The majority of our compute servers are HPE ProLiant DL388 Gen10, with Intel X710-DA2 SFP+ NIC (HPE Ethernet 10Gb 2-port 562SFP+ Adapter) connecting to our storage server, an HPE MSA 1050. The storage server exposes a single LUN which is used as an LVM PV (and a VG), and CTs and VMs use LVs on that VG, so it's essentially LVM-over-iSCSI.

When we run a backup job for a VM, we can see the output of vzdump showing a few megabytes to tens of megabytes read and then stuck, with dmesg -w showing "connection1:0 detected conn error (1020)" every 13 seconds (it's very precise), followed by "blk_update_request: I/O error, dev sdd, sector 16546623488 op 0x0: (READ) flags 0x4000 phys_seg 256 prio class 2". At this point, the whole iSCSI interface is unavailable and stuck for about a minute before it self-remediates. LXC containers and VMs running on this host start to turn mounted filesystems into read-only mode and must be restarted before they're operational.

tcpdump shows 3~6 seconds' inactivity before the storage server issues TCP RST. When we power off the VM and perform various kinds of operations, we could not reproduce the issue, including full-disk dd (both read tests and write tests were run) and e2fsck -f (which reports filesystem as clean), as well as migrating VM disks from / to this storage. Running vzdump on VMs on other storage (local-lvm) turns no problem out, nor does backing up LXC containers on the same LVM-over-iSCSI storage.

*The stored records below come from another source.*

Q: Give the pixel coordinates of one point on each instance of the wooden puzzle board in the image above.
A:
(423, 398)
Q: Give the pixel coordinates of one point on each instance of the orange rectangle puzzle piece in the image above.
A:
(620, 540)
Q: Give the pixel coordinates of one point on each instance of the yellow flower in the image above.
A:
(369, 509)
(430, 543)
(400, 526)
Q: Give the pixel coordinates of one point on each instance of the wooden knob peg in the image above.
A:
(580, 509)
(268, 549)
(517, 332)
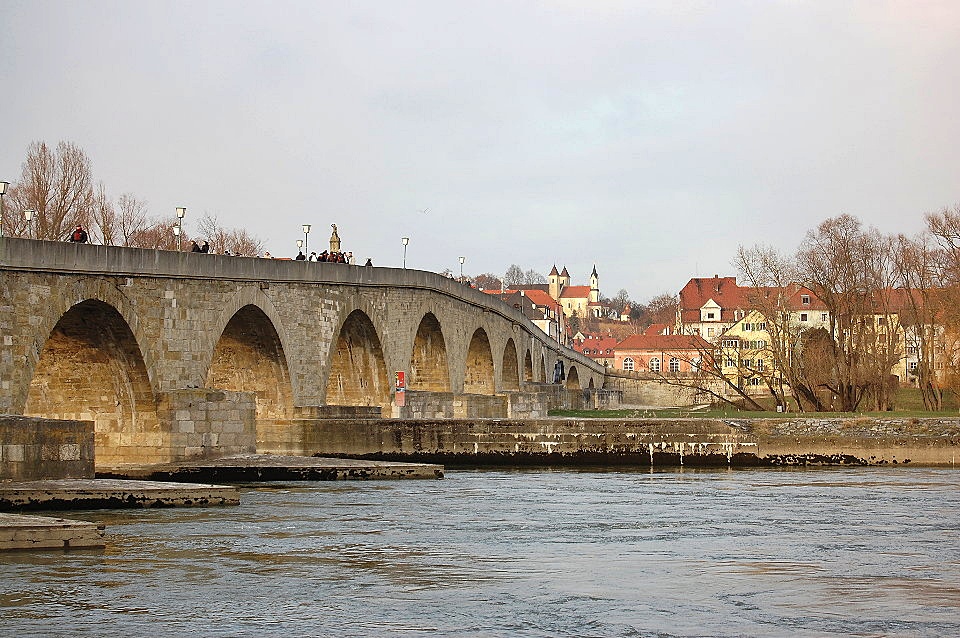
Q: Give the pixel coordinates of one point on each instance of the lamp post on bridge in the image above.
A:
(3, 191)
(306, 235)
(178, 229)
(28, 215)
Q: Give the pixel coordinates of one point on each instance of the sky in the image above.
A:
(650, 139)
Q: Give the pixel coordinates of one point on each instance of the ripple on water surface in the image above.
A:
(694, 553)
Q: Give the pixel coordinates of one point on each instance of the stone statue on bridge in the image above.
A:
(334, 240)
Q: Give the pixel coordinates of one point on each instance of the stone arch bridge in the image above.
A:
(175, 355)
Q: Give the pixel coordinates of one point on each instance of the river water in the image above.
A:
(840, 552)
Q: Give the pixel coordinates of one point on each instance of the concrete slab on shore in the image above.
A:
(71, 494)
(42, 532)
(274, 467)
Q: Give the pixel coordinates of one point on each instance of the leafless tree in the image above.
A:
(513, 277)
(851, 271)
(944, 227)
(663, 309)
(235, 240)
(919, 263)
(58, 185)
(708, 377)
(487, 281)
(532, 277)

We tried the same operation on 4 more servers of the same model (DL388 Gen10, our storage facility is shared so migration takes just a few seconds), and they all showed the same symptoms. Two other servers of a different make (ML350 Gen10, with Broadcom NetXtreme II BCM57810) can run vzdump at full speed and without any issue.

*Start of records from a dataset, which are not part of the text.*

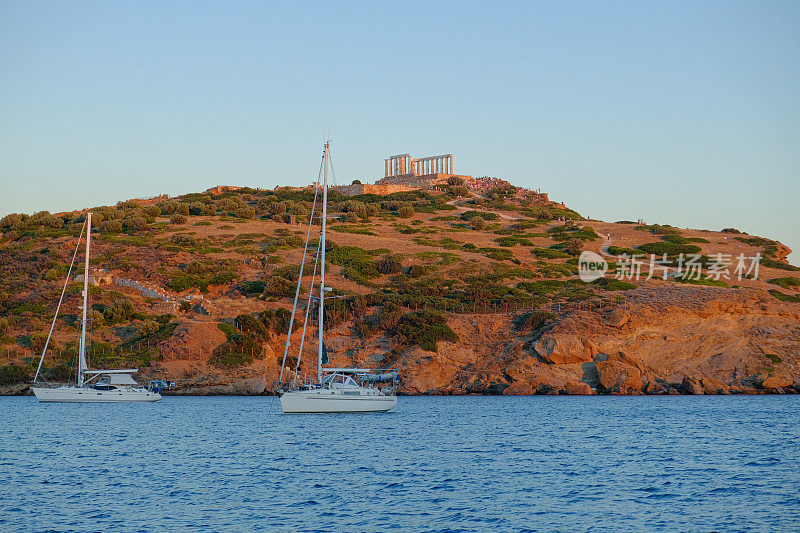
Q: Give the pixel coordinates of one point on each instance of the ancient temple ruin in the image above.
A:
(403, 165)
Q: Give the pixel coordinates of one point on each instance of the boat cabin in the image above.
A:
(338, 381)
(112, 381)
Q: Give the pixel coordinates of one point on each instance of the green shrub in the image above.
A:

We have tried the following troubleshooting methods to no avail.
  • We installed pve-kernel-5.4.128-1-pve from PVE 6, rebooted with this kernel and did not observe any difference.
  • We installed open-iscsi 2.0.874-7.1 (and missing dependencies) from Debian Buster, rebooted, no difference either.
  • We updated the firmware of the storage server to the latest version, no difference either.
  • We updated the firmware for the Intel NIC to the latest version, no difference either.
We don't have access to updated system BIOS or firmware for the host server itself so we couldn't test it. We also don't have the expertise to do a full downgrade from Bullseye to Buster. We don't have a spare host to install another PVE 6 at present, but we could struggle to set one aside for this if it's really needed.

Do you have any idea what we should look into next?

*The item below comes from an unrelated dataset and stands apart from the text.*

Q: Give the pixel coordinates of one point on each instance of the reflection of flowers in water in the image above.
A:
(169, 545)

Update: We tried some more stuff and made a difference.
  • We installed pve-qemu-kvm 5.2.0-6 from PVE 6 and the situation improved. There still is "detected conn error (1020)" lines in dmesg from time to time, but the backup operation reached the disk array's top speed and succeeded finally.
  • We installed qemu-server 6.4-2 from PVE 6 (with pve-qemu-kvm 5.2) and it worsened a bit, with more frequent connection errors and slower average speed, but the backup job still succeeded.
  • Setting bwlimit for vzdump remediated the issue. A value low enough eliminated all iSCSI connection errors. We tested up to 20 MB/s across two hosts of the same "problematic" model and it went fine.
    However, different hosts of the same model turned different results for higher bwlimit, with no clear pattern across hosts or VMs.
In addition, we tried adding aio=native or aio=threads to the disk configuration, but neither made any difference with other configurations (i.e. pve-qemu-kvm 6.0.0-3 is still completely dumb while pve-qemu-kvm 5.2.0-6 could succeed with intermittent errors).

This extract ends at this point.